When reviewing prospective client portfolios, especially in the current market environment, every now and then we come upon a stock that is trading at a lower price than it was acquired at. When I advise the client to sell the stock and at least use the loss to offset other gains that have been generated in the portfolio, I am often met with a firm NO! The client says that he believes that the stock will go back up and he wants top wait to sell it. The are two faults with this answer. First, the stock hasn’t been a stellar performer until this point, what is to make you think that it will start going up. Secondly, there may be another way to profit from the poorly performing stock.

Tax-Loss Selling

When one decides to sell the positions at a loss in the portfolio, the term used is tax-loss selling.
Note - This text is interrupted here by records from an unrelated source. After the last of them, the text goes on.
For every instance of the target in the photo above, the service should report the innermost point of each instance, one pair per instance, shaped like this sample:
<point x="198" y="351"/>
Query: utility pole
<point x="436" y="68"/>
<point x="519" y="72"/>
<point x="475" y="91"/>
It’s a process of selling securities at a loss to offset a capital-gains tax liability. It is typically used to limit the recognition of short-term capital gains, which are normally taxed at higher federal income-tax rates than long-term capital gains.

Though they may not realize it, for many investors, tax -loss selling may be the most important way to reduce your tax bill. If done correctly, it can save you money and help you diversify your portfolio in ways you may not have considered.   For example, Let’s say you have a gain in Stock A and you decide to sell it. You will be taxed on that gain in full. But if you have a loss in Stock B and you actualize it by selling, you can use the amount of the loss and offset it against the gain, thus, drastically reducing your taxes owed. You wont be able to recover the whole loss you suffer but it certainly cushions the blow.

Why wait

It’s customary for both professional money managers and investment advisors to wait until the end of the year to start selling their losing stocks. But there are no hard and fast rules as to this. Personally, I like to take advantage of downturns in the market, like we have now, to review clients’ portfolio and advise on taking losses. Keep in mind one of the golden rules of investing, to ride your winners. Some of the most successful investment strategies call for investors to hold on to their good performing stocks and sell the laggards, because chances are there is a good reason that they are lagging. After what we have already mentioned, there is and added value of selling the laggards, you get to use those losses to offset the gains you may have. So not only do you make your portfolio current, by holding only the good positions, but you can benefit financially as well by realizing the losses.

Be Careful

There is a rule in the US, called the Wash-sale rule, where the IRS disallows a loss deduction from the sale of a security if a ‘substantially identical security’ was purchased within 30 days before or after the sale. Let’s say that you bought 100 shares of General Electric March 1st and then sold 100 shares of GE on March 15 at a loss, the loss deduction would not be allowed .The wash-sale rule is designed to prevent investors from making trades for the sole purpose of avoiding taxes.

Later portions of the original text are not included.